First, decide on the structure and break down the training into five parts:

1. Introduction to training

2. Case scenario-based pre-assessment

3. Coding guidelines with coding examples and exercises

4. Q&A session

5. Case scenario-based post-assessment

With the structure in place, you can now outline the assessments, plan the case scenarios that will be used in the exercises, and utilize a feedback form to gather input from the learners. Next, you will plan the interface for the training program and create storyboards/prototypes of the course. By working on all these details, you and other stakeholders should never lose sight of the big picture.

Calculating assessments, choosing the right course format, and carefully putting together a game plan will make developing the course content a lot easier and more effective.

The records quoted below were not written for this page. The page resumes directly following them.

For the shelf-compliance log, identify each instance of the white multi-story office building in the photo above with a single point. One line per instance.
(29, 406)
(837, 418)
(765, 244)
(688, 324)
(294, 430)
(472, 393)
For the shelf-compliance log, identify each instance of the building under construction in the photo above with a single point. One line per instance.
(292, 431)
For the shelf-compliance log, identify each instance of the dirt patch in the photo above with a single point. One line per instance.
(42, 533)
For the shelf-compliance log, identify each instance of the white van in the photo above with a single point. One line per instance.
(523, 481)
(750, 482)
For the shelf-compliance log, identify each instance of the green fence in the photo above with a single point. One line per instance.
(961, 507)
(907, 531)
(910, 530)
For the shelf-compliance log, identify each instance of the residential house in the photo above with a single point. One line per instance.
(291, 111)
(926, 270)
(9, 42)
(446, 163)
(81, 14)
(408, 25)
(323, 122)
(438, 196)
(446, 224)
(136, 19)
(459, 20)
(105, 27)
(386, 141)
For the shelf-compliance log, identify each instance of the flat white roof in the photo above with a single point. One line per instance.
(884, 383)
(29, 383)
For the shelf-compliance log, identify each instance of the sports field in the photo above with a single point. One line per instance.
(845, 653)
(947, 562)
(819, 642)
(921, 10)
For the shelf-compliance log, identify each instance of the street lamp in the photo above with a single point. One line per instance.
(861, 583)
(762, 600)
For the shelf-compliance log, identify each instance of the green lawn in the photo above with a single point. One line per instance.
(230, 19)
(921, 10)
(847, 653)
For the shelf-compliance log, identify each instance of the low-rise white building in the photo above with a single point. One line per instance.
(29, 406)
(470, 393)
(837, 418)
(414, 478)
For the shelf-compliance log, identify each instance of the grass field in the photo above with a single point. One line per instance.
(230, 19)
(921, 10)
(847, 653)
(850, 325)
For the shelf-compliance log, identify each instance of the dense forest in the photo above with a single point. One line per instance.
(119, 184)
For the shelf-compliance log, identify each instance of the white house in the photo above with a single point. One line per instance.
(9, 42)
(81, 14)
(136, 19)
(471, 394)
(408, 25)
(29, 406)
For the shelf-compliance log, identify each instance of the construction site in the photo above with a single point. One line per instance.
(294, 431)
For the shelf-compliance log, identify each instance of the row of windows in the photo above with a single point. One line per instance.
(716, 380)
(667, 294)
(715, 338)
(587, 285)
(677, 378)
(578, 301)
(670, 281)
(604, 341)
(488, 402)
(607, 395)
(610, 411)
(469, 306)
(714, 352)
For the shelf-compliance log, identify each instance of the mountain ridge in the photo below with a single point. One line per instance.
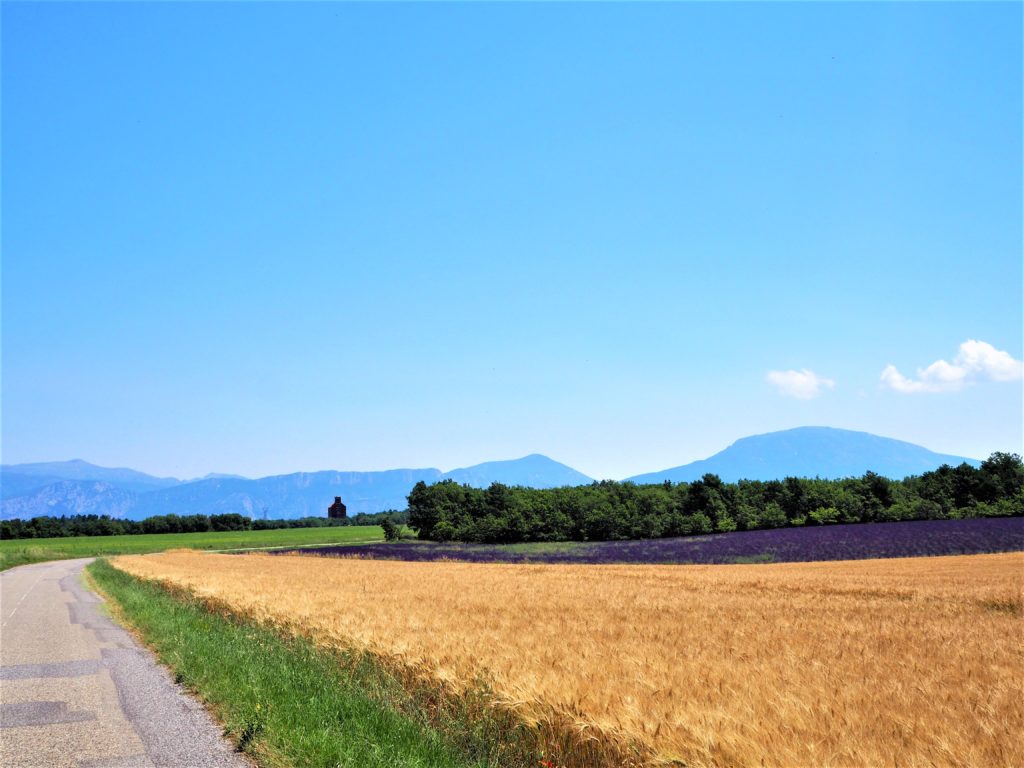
(33, 489)
(809, 452)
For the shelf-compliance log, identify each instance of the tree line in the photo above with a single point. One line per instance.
(66, 525)
(610, 510)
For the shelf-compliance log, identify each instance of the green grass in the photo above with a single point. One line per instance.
(22, 551)
(287, 702)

3 – Development: Readiness

Now that the planning phase is completed, it’s time to get the training off the ground. During this phase, seek approval from the key stakeholders for the storyboards and structure before you create the course content. This ensures that all are on the same page before you start the ball rolling. Most of your time will be invested in this phase because this is where the course materials are created.

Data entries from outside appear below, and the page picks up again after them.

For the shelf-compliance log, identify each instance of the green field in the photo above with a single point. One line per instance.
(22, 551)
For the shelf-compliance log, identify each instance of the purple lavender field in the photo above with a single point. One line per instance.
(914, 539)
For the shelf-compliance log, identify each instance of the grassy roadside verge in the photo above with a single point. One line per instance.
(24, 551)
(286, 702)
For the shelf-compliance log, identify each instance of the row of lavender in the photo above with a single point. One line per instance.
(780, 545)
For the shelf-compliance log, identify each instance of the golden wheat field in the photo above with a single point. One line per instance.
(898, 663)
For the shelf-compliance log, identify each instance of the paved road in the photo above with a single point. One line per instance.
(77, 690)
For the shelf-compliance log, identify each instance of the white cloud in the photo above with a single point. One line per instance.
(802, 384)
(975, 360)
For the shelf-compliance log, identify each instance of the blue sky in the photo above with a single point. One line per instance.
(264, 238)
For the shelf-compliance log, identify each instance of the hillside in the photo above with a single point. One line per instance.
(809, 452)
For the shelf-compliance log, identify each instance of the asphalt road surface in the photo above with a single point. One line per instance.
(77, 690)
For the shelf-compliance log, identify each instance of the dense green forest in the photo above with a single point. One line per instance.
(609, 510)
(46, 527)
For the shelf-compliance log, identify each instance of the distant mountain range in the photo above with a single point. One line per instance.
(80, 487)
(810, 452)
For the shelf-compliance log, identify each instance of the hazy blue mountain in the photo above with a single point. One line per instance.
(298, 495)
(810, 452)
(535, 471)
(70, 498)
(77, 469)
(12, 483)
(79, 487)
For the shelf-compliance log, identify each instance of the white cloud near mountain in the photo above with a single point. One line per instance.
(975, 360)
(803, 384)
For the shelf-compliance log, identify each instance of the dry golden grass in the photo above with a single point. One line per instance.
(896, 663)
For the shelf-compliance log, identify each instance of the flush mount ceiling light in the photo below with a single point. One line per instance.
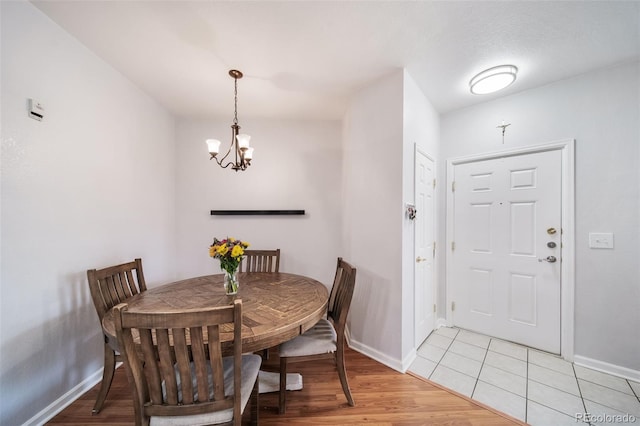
(493, 79)
(239, 142)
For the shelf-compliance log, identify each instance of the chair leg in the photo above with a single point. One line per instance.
(283, 386)
(255, 403)
(107, 378)
(342, 373)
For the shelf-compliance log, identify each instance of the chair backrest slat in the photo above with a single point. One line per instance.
(261, 261)
(341, 295)
(182, 366)
(115, 284)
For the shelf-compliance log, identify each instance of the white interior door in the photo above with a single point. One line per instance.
(424, 247)
(506, 255)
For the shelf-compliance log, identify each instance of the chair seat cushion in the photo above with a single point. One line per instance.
(319, 339)
(250, 369)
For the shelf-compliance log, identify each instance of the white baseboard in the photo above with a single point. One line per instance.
(65, 400)
(605, 367)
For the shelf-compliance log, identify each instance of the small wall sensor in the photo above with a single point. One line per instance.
(36, 110)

Below are the requirements to create a course:

  • Display the topic and introduce the presenter.
  • Specify the learning objectives.
  • Create clear and concise content.
  • Provide a summary/conclusion.
  • List resources/reference materials used.

You will finalize the syllabus and the course content by the end of this phase.

4 – Implementation: Live Session

After you have done your due diligence in the analysis phase, strategized your target training approach in the design phase, and transformed your plan of occurrence into reality in the development phase, it is time to deploy the training. This is the phase where knowledge is presented and deliverables become tangible.

The training should be delivered via a video conference platform such as Zoom. But what will that look like? First, give out the pre-assessments. Next, give an introduction and provide training based on the course created in a PowerPoint presentation. The learners will make their way through the training and exercises. Then, you can have a Q&A session that gives attendees a chance to clarify any questions they have. Once the course is distributed and users start taking the course, pay close attention to see if any issues arise. You should always have a backup plan to manage unforeseen circumstances.

5 – Evaluation: It’s Time to Measure Success

Anything that cannot be measured cannot be improved. You should monitor and validate whether the training has worked properly and goals have been achieved — from goal setting to goal getting. Verify that the training was conducted per the plan.

Evaluate the performance of the learners based on the scores from the post-assessment tests; and determine if they can meet the goals and objectives stated earlier.

You should also evaluate the lesson to determine how well the process worked and what needed more focus. The attendees should be asked to fill out a feedback survey form (see “Ask for Feedback” below for an example), and you should incorporate all the feedback into their next training program. Identify any gaps you need to fill and address them right away. Revise or modify the training system when necessary to improve it.

Finalize this survey prior to the closing stage. The training program cannot be considered complete unless the lessons learned are also completed. The training is considered successful only when stakeholders’ needs and expectations are met or exceeded.

TIP: Effective communication is essential. If you anticipate that you will miss the timeline/deadline, then you should communicate effectively and efficiently, which will help the team to minimize the friction and misunderstandings between the stakeholders.

Success Is at Hand

Continuous learning is essential to maintaining accuracy and remaining successful in the coding industry. Inpatient coders are in demand. By creating a cross-training course using the ADDIE training model, you will not only educate your outpatient coders but do so effectively and with high engagement. This will help outpatient coders successfully transition to inpatient coding — a win-win situation for both employers and employees.